Finally, we run the code to do the actual optimization and see how our original content photo gets transformed, as shown in Listing 6.6. We will pause every few iterations and see how the modified image looks. See Figure 6.4.

Illustration depicting the results of different iterations of a neural style transfer of an image presenting the total loss, style loss, and content loss.

Figure 6.4: Results of neural style transfer

There you have it—we took an image and applied the style of a famous painting to it. You can modify your images with different paintings to get some cool effects. Or you could download apps like Prizma and see this effect in action. Or why don't you code up a Prizma‐type app of your own?

This particular example and its code are available as a Google Colab Notebook at this link:

https://colab.research.google.com/drive/1_tHUYgO_fIBU1JXdn_mXWCDD6njLyNSu

Next, let's look at another interesting application of Deep Learning. You probably have heard of this one a lot in the news recently—using neural networks to create photos.

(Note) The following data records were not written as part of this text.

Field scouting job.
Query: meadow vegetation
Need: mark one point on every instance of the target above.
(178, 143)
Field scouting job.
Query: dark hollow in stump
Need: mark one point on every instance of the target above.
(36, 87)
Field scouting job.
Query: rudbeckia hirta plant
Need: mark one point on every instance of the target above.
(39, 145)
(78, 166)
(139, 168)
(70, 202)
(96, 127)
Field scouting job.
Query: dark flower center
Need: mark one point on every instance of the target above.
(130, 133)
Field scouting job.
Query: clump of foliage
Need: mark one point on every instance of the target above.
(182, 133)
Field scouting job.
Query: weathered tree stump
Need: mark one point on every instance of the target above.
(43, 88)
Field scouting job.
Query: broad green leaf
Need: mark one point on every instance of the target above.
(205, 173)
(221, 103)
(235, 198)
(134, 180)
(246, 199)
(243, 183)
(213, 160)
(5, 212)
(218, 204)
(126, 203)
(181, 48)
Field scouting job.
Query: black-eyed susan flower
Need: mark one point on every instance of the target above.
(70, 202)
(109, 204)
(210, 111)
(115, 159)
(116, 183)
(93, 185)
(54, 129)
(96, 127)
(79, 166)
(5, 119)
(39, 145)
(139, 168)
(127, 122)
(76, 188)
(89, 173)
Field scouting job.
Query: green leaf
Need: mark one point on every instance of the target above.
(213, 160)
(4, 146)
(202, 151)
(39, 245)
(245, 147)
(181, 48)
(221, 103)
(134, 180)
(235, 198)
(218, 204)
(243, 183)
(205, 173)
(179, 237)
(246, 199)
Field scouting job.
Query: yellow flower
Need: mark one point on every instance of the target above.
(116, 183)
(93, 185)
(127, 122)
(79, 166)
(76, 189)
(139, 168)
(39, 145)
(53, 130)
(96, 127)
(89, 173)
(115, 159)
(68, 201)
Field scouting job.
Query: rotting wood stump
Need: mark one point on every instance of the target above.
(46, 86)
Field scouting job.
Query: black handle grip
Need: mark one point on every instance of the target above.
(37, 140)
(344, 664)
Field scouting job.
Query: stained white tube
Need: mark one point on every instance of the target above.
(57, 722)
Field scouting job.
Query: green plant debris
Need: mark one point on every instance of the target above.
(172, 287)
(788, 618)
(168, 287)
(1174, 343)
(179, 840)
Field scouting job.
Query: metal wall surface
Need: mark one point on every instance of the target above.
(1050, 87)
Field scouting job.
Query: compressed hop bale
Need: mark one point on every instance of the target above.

Generating Images Using AI

One of the big news items in 2018 related to AI was a new algorithm developed by researchers from NVIDIA that could generate fake celebrity photos. These photos were so realistic that any human could be fooled into thinking they were real. However, these were all fake photos generated by a super‐smart AI algorithm by identifying patterns in real photos. These are special types of algorithms called generative models that learn the probability distribution of input data and then generate new data.

We will use a popular generative model called generative adversarial networks (GAN) for generating new images. Before we talk about GAN, remember that a neural network—whether it is shallow or deep—learns to encode an image array into a limited dimensions vector. This vector can be seen as a compressed encoding of our original image. This is shown in Figure 6.5.

Illustration depicting how a neural network encodes an image array into a limited dimensions vector.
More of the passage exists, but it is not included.